Il donne en outre la compétence formelle au Conseil d’État de plafonner le nombre de médecins en se basant sur les critères méthodologiques définis au niveau fédéral et sur les recommandations d’une commission cantonale de planification composée de 15 membres, représentant les principales parties prenantes de la santé du canton.
Objectifs contradictoires
Les nouvelles dispositions légales ne comportent aucune mention explicite relative à la question de la pénurie. Il est néanmoins possible d’entrevoir que l’objectif d’une couverture des soins suffisante prévue par la loi pose en filigrane cette préoccupation, cette dernière étant toutefois réduite au même niveau que la maîtrise des coûts de la santé. Deux objectifs qui sont donc potentiellement contradictoires… On notera aussi que la question de la détermination des besoins de la population est laissée à l’appréciation de l’administration – la commission cantonale ayant pour seule fonction d’informer le Département de l’évolution de ces besoins.

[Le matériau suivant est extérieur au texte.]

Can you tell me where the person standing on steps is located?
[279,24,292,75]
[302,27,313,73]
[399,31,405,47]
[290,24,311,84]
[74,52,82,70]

La limitation, telle qu’elle est conçue, contient en germe un risque réel d’arbitraire. Elle pourrait s’attaquer à la liberté de choix d’une profession, à la liberté économique des médecins, à l’égalité de traitement. Elle est également protectionniste en privilégiant les spécialistes installé·es au détriment de la future génération de praticien·nes. Dès lors, il reste difficile de percevoir comment elle permettrait d’apporter une réponse satisfaisante à la question de la pénurie.